The BBC television reporter asked if Obama had spent too long in one to one sessions with foreign leaders like Wen Jiabao at Copenhagen. I guarantee that China only moved on the transparency concessions because people like Obama took the time to approach Wen Jiabao at home in Beijing before the conference and then in a culturally appropriate manner at Copenhagen. Can you imagine what is like in an alien ‘parliamentary’ style plenary session conducted predominantly in English with jet-lag from China?  You have to get close before you get critical in the Chinese culture.  The fact that any deal was made at all in Copenhagen is thanks to Obama’s and Wen Jiabao’s efforts to understand each other.

When I ran a “Climate Change conference” of a somewhat more modest nature in Beijing, I realized that informed bicultural communication on the topic is uncommon and raises provocative questions.  Three experts who understand the issues from the perspective of the developed and developing world are Dr John Shi who has a PhD in chemistry from the States and runs a carbon trading company in Beijing; Ma Jun who wrote China’s Water Crisis and then founded an NGO to report on polluters in the provinces; and Professor Alex Ng who helps Chinese companies to develop sustainable business strategies for a global market.

Climate Change

Hopenhagen
By Dr. John Shi, CEO Arreon Carbon, Beijing

As the fierce debates among 192 nations rages on in Copenhagen, this is no longer about debates.  Over the last decade, and especially over the last year, most arguments on all sides have been forcefully made.  From the need to curb climate change to the right to develop, from total emission cuts to emission cuts per capital, from climate aid based on developed world’s largess to climate debt that is justifiably owed to developing nations, from the small nation of Tuvalu to the emission giants such China (at current level) and the US (from a historically accumulated amount), all issues have been debated, with passion and conviction and profound sense of the other views being unfair and irresponsible.  this year, this time in Copenhagen, the question is, could we seize upon this chance to really create legally binding emission reduction targets, or will Copenhagen remain Hopenhagen with no tangible results?

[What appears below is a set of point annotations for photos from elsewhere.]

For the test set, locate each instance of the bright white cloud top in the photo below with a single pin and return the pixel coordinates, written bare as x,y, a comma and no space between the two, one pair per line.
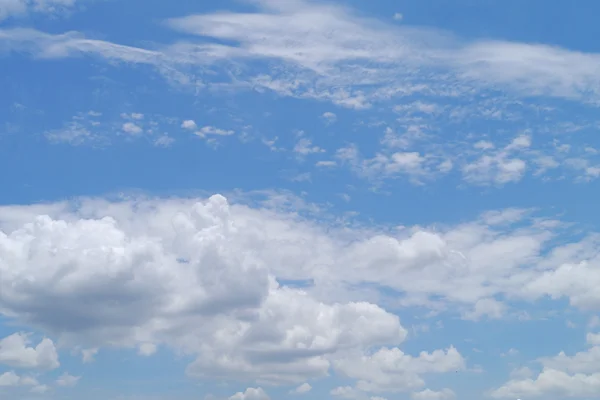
298,199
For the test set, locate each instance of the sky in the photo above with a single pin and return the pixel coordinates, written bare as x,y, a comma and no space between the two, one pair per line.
288,199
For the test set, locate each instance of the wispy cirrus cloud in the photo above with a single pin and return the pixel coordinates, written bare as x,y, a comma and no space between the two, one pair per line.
350,60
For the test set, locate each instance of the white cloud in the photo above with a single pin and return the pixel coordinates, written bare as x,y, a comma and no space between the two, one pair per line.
304,147
211,130
74,133
302,389
10,378
189,125
66,380
251,394
428,394
329,117
326,164
14,352
391,370
366,61
500,167
562,375
131,128
87,355
17,8
147,349
214,293
164,141
209,264
593,339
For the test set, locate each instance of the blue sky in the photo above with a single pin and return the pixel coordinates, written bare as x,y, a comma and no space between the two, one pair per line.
280,199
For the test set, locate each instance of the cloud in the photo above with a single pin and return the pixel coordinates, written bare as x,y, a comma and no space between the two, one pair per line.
329,117
67,380
10,378
203,276
304,147
391,370
562,375
131,128
185,270
366,61
302,389
251,394
14,352
18,8
428,394
212,131
189,124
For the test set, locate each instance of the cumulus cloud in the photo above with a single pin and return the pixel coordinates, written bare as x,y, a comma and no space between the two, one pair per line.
561,375
365,62
15,352
18,8
251,394
131,128
304,388
67,380
429,394
202,276
391,370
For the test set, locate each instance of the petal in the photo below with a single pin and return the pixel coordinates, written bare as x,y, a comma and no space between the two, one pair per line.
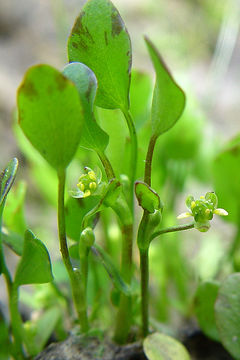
220,212
184,215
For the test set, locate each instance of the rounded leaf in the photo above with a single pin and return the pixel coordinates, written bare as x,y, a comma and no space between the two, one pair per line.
50,114
163,347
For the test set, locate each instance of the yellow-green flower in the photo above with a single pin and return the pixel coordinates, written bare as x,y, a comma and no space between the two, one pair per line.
203,210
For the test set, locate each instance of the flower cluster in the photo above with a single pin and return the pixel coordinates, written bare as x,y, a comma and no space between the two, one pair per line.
203,210
87,184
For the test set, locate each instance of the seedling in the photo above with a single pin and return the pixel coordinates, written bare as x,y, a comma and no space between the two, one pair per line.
58,111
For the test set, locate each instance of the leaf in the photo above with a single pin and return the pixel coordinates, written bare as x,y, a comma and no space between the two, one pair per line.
226,175
100,40
205,298
148,199
111,269
7,177
93,137
159,346
168,98
43,327
13,217
34,266
75,211
227,310
50,114
13,240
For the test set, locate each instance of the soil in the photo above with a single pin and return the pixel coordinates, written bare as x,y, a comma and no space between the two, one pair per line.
80,348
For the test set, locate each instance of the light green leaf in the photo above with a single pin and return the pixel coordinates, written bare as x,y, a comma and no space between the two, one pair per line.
38,332
13,240
34,266
93,137
7,177
159,346
205,298
100,40
168,98
111,269
14,217
50,114
227,310
148,199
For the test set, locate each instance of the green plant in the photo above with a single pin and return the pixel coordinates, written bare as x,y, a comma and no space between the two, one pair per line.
61,115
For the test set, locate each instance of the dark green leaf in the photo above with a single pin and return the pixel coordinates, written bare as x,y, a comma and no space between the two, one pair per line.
100,40
50,114
205,298
34,266
168,98
93,137
159,346
7,177
111,270
148,199
227,310
13,240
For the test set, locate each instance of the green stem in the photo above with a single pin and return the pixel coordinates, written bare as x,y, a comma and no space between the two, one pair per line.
77,288
172,229
107,165
144,267
16,321
148,161
134,151
124,318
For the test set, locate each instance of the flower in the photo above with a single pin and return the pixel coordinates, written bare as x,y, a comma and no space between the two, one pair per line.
87,184
203,210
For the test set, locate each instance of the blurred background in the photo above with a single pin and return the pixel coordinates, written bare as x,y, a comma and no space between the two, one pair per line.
198,39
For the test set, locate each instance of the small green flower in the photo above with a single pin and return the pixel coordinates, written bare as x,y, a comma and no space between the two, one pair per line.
87,184
203,210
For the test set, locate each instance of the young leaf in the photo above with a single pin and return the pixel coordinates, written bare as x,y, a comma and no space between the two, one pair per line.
111,269
148,199
50,114
34,266
100,40
93,137
227,310
205,298
7,177
168,98
163,347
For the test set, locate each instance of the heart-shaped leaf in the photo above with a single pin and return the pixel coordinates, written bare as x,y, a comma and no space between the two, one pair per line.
163,347
168,98
50,114
100,40
7,177
205,298
227,310
93,137
34,266
148,199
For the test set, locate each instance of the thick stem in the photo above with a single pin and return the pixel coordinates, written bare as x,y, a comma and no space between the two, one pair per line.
134,151
77,287
173,229
144,267
148,161
124,316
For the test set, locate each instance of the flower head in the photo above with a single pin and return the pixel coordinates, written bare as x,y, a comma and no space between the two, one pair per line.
203,210
87,183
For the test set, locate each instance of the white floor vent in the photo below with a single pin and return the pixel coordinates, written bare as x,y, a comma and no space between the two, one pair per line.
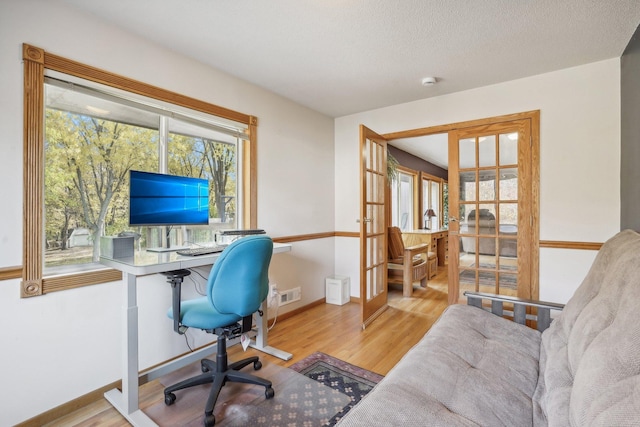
290,295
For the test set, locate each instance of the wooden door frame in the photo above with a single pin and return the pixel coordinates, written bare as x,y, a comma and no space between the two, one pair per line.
378,304
534,117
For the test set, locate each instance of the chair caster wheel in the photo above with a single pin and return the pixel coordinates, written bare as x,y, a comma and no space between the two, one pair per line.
209,420
169,399
269,392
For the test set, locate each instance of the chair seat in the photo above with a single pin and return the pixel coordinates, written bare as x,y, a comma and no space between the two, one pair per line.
397,263
199,313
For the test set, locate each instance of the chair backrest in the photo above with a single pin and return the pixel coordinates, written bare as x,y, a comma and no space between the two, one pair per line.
239,279
396,246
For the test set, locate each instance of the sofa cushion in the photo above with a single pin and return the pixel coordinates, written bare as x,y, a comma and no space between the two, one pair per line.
590,356
471,368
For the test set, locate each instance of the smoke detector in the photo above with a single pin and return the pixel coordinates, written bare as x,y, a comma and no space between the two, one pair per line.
429,81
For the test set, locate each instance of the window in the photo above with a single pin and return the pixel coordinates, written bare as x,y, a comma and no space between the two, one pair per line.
93,138
433,197
96,126
403,194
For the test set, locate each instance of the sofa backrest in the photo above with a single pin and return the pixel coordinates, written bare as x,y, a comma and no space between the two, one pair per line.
590,356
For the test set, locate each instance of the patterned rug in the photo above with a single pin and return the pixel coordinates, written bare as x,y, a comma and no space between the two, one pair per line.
317,391
351,380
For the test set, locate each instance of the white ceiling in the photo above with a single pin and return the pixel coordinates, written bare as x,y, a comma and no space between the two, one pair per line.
340,57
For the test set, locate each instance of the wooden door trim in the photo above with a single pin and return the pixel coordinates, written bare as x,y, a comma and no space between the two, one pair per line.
431,130
534,118
378,303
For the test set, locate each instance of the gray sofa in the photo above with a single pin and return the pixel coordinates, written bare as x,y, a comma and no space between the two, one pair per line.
474,368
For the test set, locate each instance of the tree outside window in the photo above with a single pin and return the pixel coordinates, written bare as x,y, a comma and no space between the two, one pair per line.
91,144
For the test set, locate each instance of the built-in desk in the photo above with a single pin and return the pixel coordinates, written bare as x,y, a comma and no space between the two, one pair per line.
141,264
437,239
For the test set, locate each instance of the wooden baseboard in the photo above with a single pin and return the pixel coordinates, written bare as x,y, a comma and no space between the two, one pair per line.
69,407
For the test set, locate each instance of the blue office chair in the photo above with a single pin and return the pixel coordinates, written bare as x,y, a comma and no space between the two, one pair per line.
238,284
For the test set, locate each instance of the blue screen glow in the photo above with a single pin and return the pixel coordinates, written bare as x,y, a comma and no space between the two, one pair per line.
158,199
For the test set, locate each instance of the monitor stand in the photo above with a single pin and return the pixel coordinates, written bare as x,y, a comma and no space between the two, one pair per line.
170,249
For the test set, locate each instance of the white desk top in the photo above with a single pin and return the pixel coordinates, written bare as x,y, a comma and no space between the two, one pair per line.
144,262
423,231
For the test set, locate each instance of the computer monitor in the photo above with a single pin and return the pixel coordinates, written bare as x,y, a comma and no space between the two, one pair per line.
164,200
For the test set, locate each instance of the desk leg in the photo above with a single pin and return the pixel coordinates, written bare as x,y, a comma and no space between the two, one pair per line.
260,342
126,402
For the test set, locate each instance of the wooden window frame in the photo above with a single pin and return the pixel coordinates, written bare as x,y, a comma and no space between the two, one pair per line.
415,196
431,178
36,61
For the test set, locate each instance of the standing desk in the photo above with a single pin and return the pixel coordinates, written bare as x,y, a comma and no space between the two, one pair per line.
141,264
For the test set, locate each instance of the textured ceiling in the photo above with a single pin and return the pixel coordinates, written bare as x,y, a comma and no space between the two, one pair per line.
340,57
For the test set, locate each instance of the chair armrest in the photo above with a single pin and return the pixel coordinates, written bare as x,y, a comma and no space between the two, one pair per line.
519,313
421,248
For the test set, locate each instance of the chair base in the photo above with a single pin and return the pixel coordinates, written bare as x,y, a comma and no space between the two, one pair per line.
219,373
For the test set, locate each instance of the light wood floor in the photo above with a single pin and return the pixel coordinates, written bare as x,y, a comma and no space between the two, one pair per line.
334,330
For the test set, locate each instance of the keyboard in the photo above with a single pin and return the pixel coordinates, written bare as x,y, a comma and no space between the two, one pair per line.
207,250
247,232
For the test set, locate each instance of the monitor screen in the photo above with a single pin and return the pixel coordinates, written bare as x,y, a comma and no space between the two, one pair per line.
158,199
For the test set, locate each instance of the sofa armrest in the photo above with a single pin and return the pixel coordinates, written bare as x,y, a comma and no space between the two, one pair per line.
519,313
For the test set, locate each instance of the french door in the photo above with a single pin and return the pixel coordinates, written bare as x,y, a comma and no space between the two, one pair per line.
493,208
373,233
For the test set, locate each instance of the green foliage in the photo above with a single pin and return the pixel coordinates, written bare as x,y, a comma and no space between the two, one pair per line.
86,169
87,164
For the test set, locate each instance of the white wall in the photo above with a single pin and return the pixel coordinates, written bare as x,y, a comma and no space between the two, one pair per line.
65,344
579,166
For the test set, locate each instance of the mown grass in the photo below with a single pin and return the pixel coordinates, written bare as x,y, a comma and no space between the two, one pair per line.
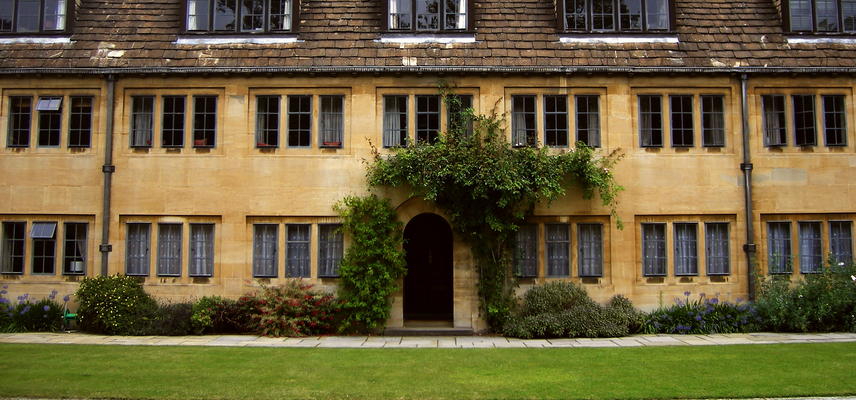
139,372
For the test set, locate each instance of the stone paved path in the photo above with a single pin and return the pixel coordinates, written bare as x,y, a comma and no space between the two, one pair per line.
426,341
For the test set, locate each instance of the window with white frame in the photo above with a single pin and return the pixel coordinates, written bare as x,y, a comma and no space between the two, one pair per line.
33,16
779,247
427,15
201,250
244,16
297,250
43,235
654,249
820,16
615,15
14,247
74,245
590,249
526,251
330,249
169,249
265,254
137,249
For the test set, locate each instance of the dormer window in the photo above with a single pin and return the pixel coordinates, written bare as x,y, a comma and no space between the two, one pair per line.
615,15
33,16
428,15
821,16
241,16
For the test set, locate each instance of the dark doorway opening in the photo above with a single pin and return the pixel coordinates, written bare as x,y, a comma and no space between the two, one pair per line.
428,284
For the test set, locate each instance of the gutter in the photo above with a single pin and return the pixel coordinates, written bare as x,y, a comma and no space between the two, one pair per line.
746,166
429,69
108,169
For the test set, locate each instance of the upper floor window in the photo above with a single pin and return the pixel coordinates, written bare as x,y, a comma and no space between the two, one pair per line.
25,16
821,15
427,15
248,16
615,15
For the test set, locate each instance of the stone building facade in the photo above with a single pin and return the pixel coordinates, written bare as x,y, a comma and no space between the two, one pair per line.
201,144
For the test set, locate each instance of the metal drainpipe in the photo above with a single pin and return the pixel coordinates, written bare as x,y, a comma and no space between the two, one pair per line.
749,247
108,168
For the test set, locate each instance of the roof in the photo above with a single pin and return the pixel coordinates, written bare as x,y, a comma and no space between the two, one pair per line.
342,35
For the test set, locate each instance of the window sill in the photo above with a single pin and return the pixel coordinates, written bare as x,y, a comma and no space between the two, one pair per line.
617,38
419,38
236,39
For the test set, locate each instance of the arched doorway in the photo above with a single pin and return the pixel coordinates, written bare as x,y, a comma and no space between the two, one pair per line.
428,283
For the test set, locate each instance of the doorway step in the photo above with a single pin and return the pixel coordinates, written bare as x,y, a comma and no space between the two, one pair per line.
428,328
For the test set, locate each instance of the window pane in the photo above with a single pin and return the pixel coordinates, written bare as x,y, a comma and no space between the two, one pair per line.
834,125
204,121
172,125
330,249
169,249
74,254
526,251
827,15
650,121
50,121
427,14
775,131
197,15
394,121
716,248
558,248
141,120
588,120
299,121
654,249
297,263
657,14
280,15
54,16
811,253
427,118
265,250
602,15
201,250
801,15
556,121
686,249
14,243
575,15
80,122
523,121
779,247
137,249
400,14
331,121
267,121
224,15
630,15
590,249
681,108
804,120
841,241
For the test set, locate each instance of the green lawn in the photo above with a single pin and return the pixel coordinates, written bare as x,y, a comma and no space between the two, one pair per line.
262,373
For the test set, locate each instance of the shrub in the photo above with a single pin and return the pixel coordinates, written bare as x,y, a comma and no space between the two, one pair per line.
291,310
373,263
820,302
563,309
215,314
702,316
115,305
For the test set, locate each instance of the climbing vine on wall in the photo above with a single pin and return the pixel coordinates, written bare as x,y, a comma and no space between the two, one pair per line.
488,188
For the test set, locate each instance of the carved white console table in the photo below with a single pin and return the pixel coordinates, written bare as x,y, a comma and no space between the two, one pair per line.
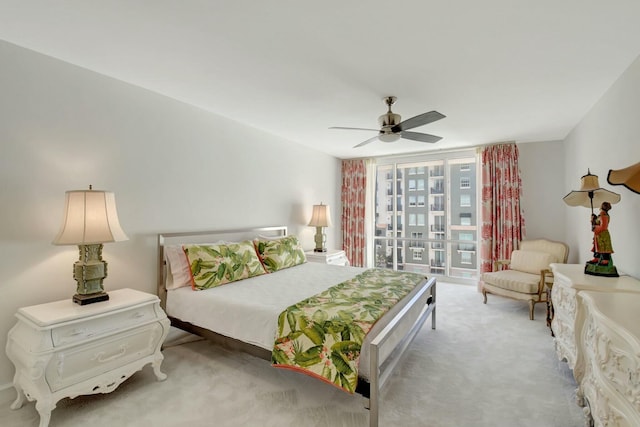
62,349
610,343
569,280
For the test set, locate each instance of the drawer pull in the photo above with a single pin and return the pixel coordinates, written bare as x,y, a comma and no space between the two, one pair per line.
101,359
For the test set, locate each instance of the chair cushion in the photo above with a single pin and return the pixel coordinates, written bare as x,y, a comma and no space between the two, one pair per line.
530,261
517,281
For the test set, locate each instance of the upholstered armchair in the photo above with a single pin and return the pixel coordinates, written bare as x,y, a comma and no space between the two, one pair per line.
526,276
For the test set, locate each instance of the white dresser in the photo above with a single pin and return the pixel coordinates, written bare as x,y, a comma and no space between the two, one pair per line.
610,342
569,280
332,257
62,349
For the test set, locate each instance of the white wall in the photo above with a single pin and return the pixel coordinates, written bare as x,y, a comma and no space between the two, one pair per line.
171,166
542,173
608,137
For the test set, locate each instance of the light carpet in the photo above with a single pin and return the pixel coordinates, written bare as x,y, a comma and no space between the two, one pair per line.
484,365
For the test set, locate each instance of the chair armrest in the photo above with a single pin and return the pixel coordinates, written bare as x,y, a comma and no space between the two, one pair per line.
499,264
544,275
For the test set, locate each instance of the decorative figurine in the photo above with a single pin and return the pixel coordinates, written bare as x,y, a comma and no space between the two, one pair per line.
590,192
602,263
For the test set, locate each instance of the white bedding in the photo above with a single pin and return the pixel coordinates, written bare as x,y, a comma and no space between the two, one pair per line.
247,310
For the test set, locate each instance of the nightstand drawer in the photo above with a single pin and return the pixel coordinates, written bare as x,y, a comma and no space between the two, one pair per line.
338,259
82,362
82,330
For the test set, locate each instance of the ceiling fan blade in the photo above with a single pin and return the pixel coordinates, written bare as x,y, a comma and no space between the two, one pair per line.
368,141
419,120
421,137
340,127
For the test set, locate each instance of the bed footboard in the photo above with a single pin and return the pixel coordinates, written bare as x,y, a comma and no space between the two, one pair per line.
385,352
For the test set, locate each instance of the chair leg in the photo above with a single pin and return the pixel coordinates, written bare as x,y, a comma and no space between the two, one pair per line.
532,304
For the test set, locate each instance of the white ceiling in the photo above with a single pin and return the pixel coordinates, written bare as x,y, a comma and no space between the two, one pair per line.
500,70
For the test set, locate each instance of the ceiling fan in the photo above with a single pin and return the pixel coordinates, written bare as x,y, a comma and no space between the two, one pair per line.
392,129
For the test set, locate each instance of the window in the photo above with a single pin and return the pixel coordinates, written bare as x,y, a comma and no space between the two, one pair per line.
465,219
438,193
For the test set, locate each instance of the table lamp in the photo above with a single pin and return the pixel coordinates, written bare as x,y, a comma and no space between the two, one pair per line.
90,219
591,193
320,218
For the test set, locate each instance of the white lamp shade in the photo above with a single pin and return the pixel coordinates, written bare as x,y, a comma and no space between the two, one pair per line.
90,217
321,216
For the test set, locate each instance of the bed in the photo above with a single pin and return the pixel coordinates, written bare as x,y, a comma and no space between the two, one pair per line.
222,313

The human race has never come together like this to respond to a such a global challenge.  Watching the huge floor of the plenary session in the COP 15 conference, with endless repetitions of disagreements, coming from 192 nations, amid a group of loud demonstrators outside chanting “Tuvalu, Survival!”, I cannot help but feeling strangely optimistic.  Despite the fact the mountainous barriers that separate us and the deep sense of disappointments from just about every stakeholders in this – the Green Peace on inept government actions, China on inadequate US leadership, US on China not doing its fair share – we are making progress, we are march forward, and we are in fact making things happen.

With Obama, Sarkozy, Brown, Merkle and Wen among many other world leaders descending into Copenhagen in the coming week, they are setting the stage for a spectacular success for the human race to rise above our individual grievances to strive for our common interests.  Failed on that, they could be pointing fingers for years to come at each other, but the rest of us, and our children for generations, will know exactly what failed leadership looks like.